Багратион, ведя потрескивающий электрод вдоль планки и приваривая ее к площадке виадука (воздух дрожал над красным остывающим швом), чувствовал, как ноют, мозжат кости искалеченной ноги. Иногда боль становится настолько сильной, что хоть кричи. И тогда невольно, в который уже раз, вспоминается та первая, жгучая и жуткая боль… Это был бой за горный перевал. Перебегая от камня к камню, от скалы к скале, они стреляли друг в друга: Багратион и стрелок дивизии «Эдельвейс». Они охотились друг за другом, укрываясь за выступами скал и за камнями. Каждый зорко ждал оплошности другого. Короткими очередями они пригибали друг друга к земле, бросали на острые камни; пули с визгом вспарывали воздух, чиркали о гранит и улетали в ущелье, чтобы обессилеть и упасть на дальних склонах.
И вот когда Багратион перебегал от одного укрытия к другому, в незащищенную его спину ударил второй автоматчик, скрытно обошедший увлеченного боем русского солдата. И он всадил в сержанта Свиридова целую очередь…
Лечили долго, оперировали, резали, вытаскивали из тела позеленевшие пули… И нога, если ее не натруждать, — ничего, жить можно. А вот как натрудишь…
«Но опять же без работы — какая жизнь? И зачем она мне тогда, жизнь?.. Без бригады, без цеха, без таких вот авралов? Аврал — он тот же бой. Тут все кипит, тут чувствуешь, что живешь, что нужен… Ведь машина–то наша, как хлеб, нужна. Формовщики, поди, ждут ее не дождутся, им, может, потруднее, чем нам, для них она, матушка, — спасение!»
«Подсчитать бы, которая это машина у меня. Может, уже тысячная?.. Вот бы собрать в кучу все, что я переворочал за целую жизнь… ого–го, получилась бы гора! В цех бы, поди–ка, не влезла!..»
«Как там дома? Как мои огольцы?.. Эх, поставить бы парней на ноги, успеть бы до того, как придет беззубая!.. Чтобы путевыми стали. Учились бы… вот как Андрюха наш, практикант. Работящий, однако, парняга. Хватка наша, рабочая…»

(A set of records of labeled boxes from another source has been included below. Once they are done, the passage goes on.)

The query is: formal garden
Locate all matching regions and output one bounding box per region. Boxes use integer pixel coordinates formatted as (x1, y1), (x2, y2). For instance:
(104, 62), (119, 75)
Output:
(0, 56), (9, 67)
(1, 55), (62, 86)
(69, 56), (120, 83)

«А на дворе–то, гляди, опять ночь. Старуха опять заворчит — тебе всегда больше всех надо!.. Молчи, старая, молчи. Ничего ты в наших мужских делах не смыслишь! Не пью ведь я, не гуляю, не шатаюсь где попало. Работаю. Машину клепаю. В мыле вот весь. Рубаху хоть выжми…»
Усталость… Ей подвержено все, даже металлы. Если стальную проволоку сгибать и разгибать в одном и том же месте, то сталь устанет, между ее кристаллическими решетками и атомами исчезнут силы сцепления, и наступит усталостное разрушение, проволока сломается.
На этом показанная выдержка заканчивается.